The U.S. Department of Education’s National Center for Educational Statistics (NCES) states that the Classification of Instructional Programs (CIP) “provides a taxonomic scheme that supports the accurate tracking and reporting of fields of study and program completions activity.” CIP was originally developed by NCES in 1980. CIPs are used at the University of Missouri for:

  • State and federal compliance reporting;
  • State performance funding model;
  • Any new or revised academic program or certificate;
  • Faculty salary comparator studies;
  • Instructional cost and productivity studies (Delaware);
  • STEM degree analysis;
  • Curricular designators.

CIP assignment can also impact federal financial aid availability (e.g., graduate certificates and Gainful Employment) and how long an international student who graduated from MU can legally stay in the United States (DHS STEM Designated Degree Program qualifying fields).

CIP Decision Team

Assigned by the provost, the CIP Decision Team (CDT) consists of four to six members, including one to two members from Faculty Council and three to four members from the provost’s staff in functional areas such as:

  • Academic programs;
  • Institutional research;
  • Faculty affairs & Institutional effectiveness;
  • Faculty Council representative;
  • University registrar-ex officio;
  • University budget office ex officio.

When agreement among the team cannot be reached, the associate provosts for academic programs and institutional effectiveness (in consultation with the provost if necessary), will have final authority in deciding the CIP code.

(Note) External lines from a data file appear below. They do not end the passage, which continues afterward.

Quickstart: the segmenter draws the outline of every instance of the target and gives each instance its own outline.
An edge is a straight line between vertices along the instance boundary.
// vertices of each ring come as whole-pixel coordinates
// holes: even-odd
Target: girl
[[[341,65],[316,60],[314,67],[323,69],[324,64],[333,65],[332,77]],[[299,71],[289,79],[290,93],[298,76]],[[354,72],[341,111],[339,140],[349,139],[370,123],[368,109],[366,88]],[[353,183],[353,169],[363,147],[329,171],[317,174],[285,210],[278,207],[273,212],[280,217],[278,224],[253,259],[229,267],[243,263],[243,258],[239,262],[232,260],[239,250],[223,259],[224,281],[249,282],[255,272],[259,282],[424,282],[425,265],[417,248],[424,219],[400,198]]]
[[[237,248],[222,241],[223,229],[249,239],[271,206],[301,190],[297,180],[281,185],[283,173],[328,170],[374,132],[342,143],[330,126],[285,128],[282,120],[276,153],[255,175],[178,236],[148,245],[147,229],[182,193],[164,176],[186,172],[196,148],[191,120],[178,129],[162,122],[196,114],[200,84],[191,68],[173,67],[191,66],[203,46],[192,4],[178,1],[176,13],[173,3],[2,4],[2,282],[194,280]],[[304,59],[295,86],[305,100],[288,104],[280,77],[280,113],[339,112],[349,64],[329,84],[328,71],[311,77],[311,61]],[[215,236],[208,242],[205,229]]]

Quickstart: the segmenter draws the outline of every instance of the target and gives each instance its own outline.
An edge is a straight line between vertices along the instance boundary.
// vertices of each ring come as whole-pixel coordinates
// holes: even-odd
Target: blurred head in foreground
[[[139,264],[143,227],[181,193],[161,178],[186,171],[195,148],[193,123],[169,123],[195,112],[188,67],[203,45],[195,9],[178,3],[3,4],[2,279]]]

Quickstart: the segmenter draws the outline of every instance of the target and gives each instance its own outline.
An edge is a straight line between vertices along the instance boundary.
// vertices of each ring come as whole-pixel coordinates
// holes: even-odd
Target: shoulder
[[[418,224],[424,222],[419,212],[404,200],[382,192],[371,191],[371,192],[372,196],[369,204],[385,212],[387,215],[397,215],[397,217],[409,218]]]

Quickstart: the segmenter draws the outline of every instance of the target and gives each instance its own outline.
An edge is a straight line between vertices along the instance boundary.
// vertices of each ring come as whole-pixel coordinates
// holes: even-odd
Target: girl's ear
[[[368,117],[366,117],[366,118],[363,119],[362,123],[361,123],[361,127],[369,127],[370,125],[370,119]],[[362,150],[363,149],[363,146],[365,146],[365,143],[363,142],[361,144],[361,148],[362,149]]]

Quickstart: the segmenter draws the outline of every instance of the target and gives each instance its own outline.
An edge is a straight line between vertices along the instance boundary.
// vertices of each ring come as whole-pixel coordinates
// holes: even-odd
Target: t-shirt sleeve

The CDT has the authority to determine all CIP assignments at MU. This includes Subject CIPs, which are important to the Resource Allocation Model. The CDT may also establish policy guidelines when and, where necessary, review and/or revise current CIP codes depending on internal and external factors (e.g., the new 2020 CIP codes, etc.).

Criteria

The CDT is responsible for establishing the criteria used in assigning CIP codes. These criteria will evolve, but initially the CDT will pay particular attention to:

  • In what academic department is the program housed?
  • Are comparative data (e.g., faculty salaries, instructional productivity, etc.) available if this CIP is approved?
  • Are the student learning objectives consistent with the learning objectives of similar degree programs likely to be assigned this CIP?
  • Is there consistency among the CIP assignment at different levels (bachelors, masters, etc.)?

Consideration will also be given to the impact of the CIP assignment on: STEM designation, financial aid availability, MU resource allocation model, state performance funding model, federal and state compliance reporting, and so forth.